A veces basta con abrir los ojos en otro lugar
Dormí hasta tarde y, al levantarme, encontré una nota de Branca:
“He salido a hacer recados. Si te apetece, comemos una francesiña. Así comienzas la mañana con ánimos. Tienes café recién hecho en la cocina. Llámame”.
Me apetecía salir, pero antes me tomé el café con calma mientras miraba el móvil, sentada junto a la isla de la moderna, blanca y luminosa cocina. Pensé que mi padre había estado allí mismo hacía poco y que era muy probable que Branca le hubiera dejado el café preparado igual que a mí. Saboreé el café amargo y pensé: “A tu salud, papá”. En ese momento llegó un mensaje: “Espero que estés bien, mi Diana cazadora” y una sonrisa involuntaria se dibujó en mi cara.
Mientras me lavaba los dientes pude observar cómo todavía unas profundas ojeras marcaban el contorno de mi mirada. No era el cansancio del vuelo ni tan siquiera la pena reciente. Era algo que venía de lejos. Una pesadumbre profunda que se me había pegado al cuerpo hacía mucho tiempo y que poco a poco había ido absorbiéndome las ganas de vivir, pero esa mañana pesaba menos. Quizás tuviera que ver con el hecho de no estar en casa. Quizás era porque aquí la vida no me conocía del todo.
Me apeteció pintarme los labios e ir a comerme el dichoso sandwich de carne. Después de todo, la vida era corta y había perdido mucho tiempo.
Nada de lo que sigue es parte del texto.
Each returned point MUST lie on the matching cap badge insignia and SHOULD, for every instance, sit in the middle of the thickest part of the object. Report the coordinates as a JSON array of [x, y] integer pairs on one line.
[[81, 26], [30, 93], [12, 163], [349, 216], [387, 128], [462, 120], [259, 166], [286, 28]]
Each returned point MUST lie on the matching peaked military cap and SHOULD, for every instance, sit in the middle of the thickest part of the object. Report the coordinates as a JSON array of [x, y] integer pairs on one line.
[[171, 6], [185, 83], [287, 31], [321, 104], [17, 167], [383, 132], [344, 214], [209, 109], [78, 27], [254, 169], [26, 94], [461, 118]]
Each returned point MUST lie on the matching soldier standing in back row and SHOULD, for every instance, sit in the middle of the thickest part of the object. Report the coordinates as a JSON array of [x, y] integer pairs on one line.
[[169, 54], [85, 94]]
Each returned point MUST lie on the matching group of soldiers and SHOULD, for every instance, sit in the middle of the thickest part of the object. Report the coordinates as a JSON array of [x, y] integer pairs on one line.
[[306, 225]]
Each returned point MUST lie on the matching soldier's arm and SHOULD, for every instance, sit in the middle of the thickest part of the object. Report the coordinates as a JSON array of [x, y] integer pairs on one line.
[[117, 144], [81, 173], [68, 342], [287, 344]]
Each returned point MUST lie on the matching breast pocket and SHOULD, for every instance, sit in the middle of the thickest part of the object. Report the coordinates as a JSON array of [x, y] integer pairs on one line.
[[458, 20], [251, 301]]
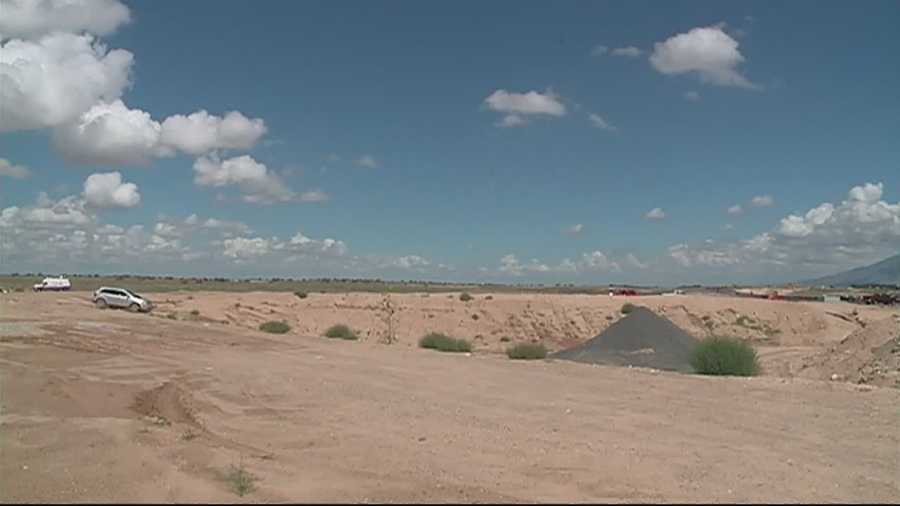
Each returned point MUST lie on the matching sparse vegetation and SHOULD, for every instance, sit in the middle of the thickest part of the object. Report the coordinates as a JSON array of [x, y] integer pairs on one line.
[[274, 327], [443, 342], [527, 351], [723, 356], [341, 331], [241, 481]]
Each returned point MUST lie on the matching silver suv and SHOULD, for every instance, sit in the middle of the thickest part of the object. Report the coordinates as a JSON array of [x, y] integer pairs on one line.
[[105, 297]]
Mi tiempo. Quería ser feliz antes de irme como mi padre, sin aviso. Cogí las llaves y un jersey fino y salí a la calle. El sol me recibió con intensidad. Cerrémoos los ojos y respire, sintiéndome viva.
Una alerta de WhatsApp me sacó del momento. Pensé que era Branca, pero era él: “No puedo dejar de pensarte”.
Aurora siempre me decía: “No hay mal que no traiga algo de bien”. Quién sabe. Ese chico se había colado en mi vida sin pedir permiso. No tenía muy claro que contestarle, así que se me ocurrió mandarle una foto desde la puerta: “Hoy estoy más animada. Gracias por acordarte de mí”. La respuesta llegó de inmediato: “Desde que abrí los ojos, no hago otra cosa, pequeña ladrona”.